Spicy Creole Beans

Spicy Creole Beans

1 pound bacon, cut in 1-inch pieces

1 pound smoked hot sausage, sliced

1 pound fresh hot pork sausage, crumbled

3 large onions, chopped

2 medium-size green bell peppers, chopped

6 toes garlic, minced

1/2 C. packed brown sugar

1/2 C. ketchup

16-ounce can tomato paste

2 T. Worcestershire sauce

2 T. prepared mustard

1 T. dry mustard

1 T. liquid hickory smoke sauce

1 t. Creole seasoning

1/2 t. ground cayenne

1/2 t. ground black pepper

4 1-pound cans pork and beans

Salt, to taste

To cook in microwave: Place bacon and sausages in a four-to-five-quart microwavable casserole; cover and microwave on high until meat is cooked, 10 to 14 minutes, stirring often.

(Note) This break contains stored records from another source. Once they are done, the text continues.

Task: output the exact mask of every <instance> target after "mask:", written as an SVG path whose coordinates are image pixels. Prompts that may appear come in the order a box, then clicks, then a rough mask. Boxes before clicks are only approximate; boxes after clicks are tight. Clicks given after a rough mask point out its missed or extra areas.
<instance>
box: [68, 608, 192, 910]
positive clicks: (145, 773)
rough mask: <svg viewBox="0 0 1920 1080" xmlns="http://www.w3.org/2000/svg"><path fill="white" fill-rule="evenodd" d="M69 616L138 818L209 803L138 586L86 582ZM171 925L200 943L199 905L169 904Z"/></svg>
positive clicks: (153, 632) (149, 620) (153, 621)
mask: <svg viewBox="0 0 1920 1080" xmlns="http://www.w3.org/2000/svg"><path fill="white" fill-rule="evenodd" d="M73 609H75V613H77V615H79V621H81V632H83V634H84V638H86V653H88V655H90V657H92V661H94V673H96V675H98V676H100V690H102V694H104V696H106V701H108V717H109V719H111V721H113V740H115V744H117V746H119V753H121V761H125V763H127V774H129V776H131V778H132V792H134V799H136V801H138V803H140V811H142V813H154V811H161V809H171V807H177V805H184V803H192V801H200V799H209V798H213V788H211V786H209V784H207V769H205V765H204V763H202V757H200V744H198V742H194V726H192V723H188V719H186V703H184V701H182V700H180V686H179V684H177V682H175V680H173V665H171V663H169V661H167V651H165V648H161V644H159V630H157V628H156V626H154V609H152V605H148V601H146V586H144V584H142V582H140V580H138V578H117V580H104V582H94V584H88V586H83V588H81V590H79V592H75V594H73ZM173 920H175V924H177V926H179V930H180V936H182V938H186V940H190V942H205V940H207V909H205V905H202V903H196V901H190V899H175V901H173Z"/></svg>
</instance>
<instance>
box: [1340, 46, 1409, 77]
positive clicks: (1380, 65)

Drain off all except about one-fourth cup fat from dish, and stir in onions, bell peppers, and garlic. Cover and microwave on high until vegetables are soft, eight to 10 minutes, stirring occasionally.

Stir in sugar, ketchup, tomato paste, Worcestershire, mustards, smoke sauce, Creole seasoning, and ground peppers; cover, and cook on high five minutes.

Drain slightly more than half the liquid from cans of beans; reserve liquid. Add beans and remaining liquid to dish; re-cover, and microwave on high five minutes. Stir, re-cover, and microwave on medium to simmer 15 to 20 minutes, stirring occasionally; as beans cook, thin if needed with reserved bean liquid (the beans shouldn’t be very runny). Season to taste with salt.

To make on top of stove: In a five-quart saucepan, cook together bacon and sausages until browned, about 10 minutes over medium-high heat, stirring often. Drain off all but about one-fourth cup fat, and add onions, bell peppers and garlic to pan. Cook until vegetables are soft, about 10 minutes, stirring often.

Add remaining ingredients except the beans, and cook five minutes. Meanwhile, drain half the liquid from beans, reserving liquid. Add beans and remaining liquid in cans to pan. Reduce heat, and simmer about 30 minutes; if needed, thin with reserved bean liquid, and scrape pan bottom often so beans don’t scorch. Salt to taste.

Serve warm. If made ahead, let cool completely before refrigerating or freezing.